Quando os frequentadores se apresentam na paquera, logo fica claro quem é judeu, cristão, muçulmano ou sem religião. Ahmed e Aarón não sentem atração sexual um pelo outro, mas consideram importante o fato de poderem se encontrar, saber o que o outro pensa.
Já para um palestino católico, de 48 anos, que prefere ser identificado como Elias, Jerusalém está se tornando mais religiosa apesar da conexão promovida por lugares como o Video ou ONGs que apoiam homossexuais. O palestino, morador de Jerusalém Oriental, se lembra de outros três bares que fecharam nos últimos anos.
"Mas é bom ver que não enfraquecemos num todo", conta.
O Video tem atraído também quem não é homossexual. Moritz Zachhuber, 19 anos, destaca a boa música e chegou a tocar lá como DJ. Para ele, a atmosfera é melhor do que em Tel Aviv. Os três donos também não são gays.
"Percebi que, além de ser um bom negócio, eu iria me divertir", explica Avi Goldberger, um dos sócios.
Avi chegou a pensar que poderia ser alvo de ataques. Por isso, tomou medidas de segurança, como câmeras.
"Felizmente, foi tudo desnecessário. A mistura de diferentes pessoas só tem crescido. É fácil encontrar rabinos, padres, outros religiosos e políticos ferrenhos que pregam outro tipo de moral pelas ruas", detalha.
Ahmed, de 23 anos, participou da seleção para interpretar um garoto que mora na cidade palestina de Ramallah e conhece um rapaz de Tel Aviv. Porém, estudante de arquitetura, preferiu não se expor no cinema.
"E acabei virando frequentador do Video, onde as coisas acontecem na vida real! Aqui você é gay e não religioso, você retira as outras identidades", completa o palestino.
Reação a facadas em parada gay
Tal Ninyo, de 27 anos, estuda cinema e é bartender em algumas noites. Ele começou a trabalhar no local após as facadas contra os participantes da Parada Gay de Jerusalém, em 2015.
"O mais curioso aqui é que tudo acontece sem a chamada normalização. Estamos cientes de que a política está deteriorada. Só queremos um momento para relaxar, pensar que o diálogo pode ser possível", desabafa.
Um jovem palestino afirma bater todos os recordes contra estereótipos. Ele é policial em Ramallah e, em noites de shows, se veste de drag queen. Rami não tem vergonha de se identificar, mas quer começar a se tornar conhecido pelo nome da drag que vive: Supernova, sempre indicando com as mãos que o nome significa uma explosão.
Há dois anos, Jerusalém começou a ter apresentação de drag queens e drag kings. Os shows têm batido na questão política com cartazes, músicas criticando governantes, não só na questão entre palestinos e israelenses, mas também de medidas duvidosas tomadas pelos ministérios da Educação e da Defesa.
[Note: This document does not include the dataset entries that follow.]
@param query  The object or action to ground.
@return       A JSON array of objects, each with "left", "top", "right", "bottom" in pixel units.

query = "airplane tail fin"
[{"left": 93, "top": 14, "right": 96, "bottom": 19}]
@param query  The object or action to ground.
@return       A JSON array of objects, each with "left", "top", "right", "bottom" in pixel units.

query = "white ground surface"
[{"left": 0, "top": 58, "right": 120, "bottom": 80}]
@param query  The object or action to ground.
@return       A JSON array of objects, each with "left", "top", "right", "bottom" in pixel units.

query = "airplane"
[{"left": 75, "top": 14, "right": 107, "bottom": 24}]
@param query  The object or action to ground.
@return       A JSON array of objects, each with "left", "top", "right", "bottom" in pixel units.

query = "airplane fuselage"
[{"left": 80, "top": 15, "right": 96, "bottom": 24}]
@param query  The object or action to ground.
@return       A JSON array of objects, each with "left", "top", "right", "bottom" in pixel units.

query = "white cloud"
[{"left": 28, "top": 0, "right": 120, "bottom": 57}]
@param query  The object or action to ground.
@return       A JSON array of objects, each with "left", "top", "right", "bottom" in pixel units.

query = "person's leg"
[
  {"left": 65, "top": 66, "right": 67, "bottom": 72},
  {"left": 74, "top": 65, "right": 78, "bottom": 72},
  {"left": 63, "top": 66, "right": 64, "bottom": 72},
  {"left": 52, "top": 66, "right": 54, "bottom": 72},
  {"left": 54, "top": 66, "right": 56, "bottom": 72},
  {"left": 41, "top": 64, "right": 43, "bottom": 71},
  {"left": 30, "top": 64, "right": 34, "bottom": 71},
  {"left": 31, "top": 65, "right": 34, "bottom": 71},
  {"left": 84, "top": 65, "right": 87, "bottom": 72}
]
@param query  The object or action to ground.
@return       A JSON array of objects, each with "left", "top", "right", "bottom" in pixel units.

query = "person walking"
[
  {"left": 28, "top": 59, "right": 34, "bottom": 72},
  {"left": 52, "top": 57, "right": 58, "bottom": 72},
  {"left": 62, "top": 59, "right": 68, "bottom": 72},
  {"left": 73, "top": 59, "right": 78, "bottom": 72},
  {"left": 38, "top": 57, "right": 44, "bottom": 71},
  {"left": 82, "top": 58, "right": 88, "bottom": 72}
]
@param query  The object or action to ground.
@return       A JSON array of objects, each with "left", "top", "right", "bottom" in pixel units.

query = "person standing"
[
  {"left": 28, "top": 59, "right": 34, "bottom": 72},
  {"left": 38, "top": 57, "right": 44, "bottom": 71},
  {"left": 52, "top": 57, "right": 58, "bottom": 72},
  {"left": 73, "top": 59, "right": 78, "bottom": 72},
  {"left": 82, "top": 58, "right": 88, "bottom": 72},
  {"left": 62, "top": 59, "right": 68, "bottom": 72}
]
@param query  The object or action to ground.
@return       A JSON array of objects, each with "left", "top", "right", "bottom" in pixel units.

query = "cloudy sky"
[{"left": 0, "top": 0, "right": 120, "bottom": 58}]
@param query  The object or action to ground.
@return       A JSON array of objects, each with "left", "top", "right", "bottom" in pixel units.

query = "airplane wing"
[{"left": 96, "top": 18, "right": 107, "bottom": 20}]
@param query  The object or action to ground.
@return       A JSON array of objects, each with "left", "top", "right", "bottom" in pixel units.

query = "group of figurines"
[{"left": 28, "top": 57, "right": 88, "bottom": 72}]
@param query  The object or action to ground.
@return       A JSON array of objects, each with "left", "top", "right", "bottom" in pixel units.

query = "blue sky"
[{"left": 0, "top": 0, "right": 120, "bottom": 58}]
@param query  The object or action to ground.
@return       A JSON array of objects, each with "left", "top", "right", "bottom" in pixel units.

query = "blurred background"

Yossale veio de um ambiente religioso ultraconservador. Nervoso porque o show está prestes a começar, explica que foi mais fácil se abrir com a mãe.
"Não é fácil, mas eu amo ser drag, especificamente aqui, porque é uma cidade que todos estão buscando. As pessoas vêm para conhecer o Domo da Rocha e acabam se surpreendendo conosco no palco!"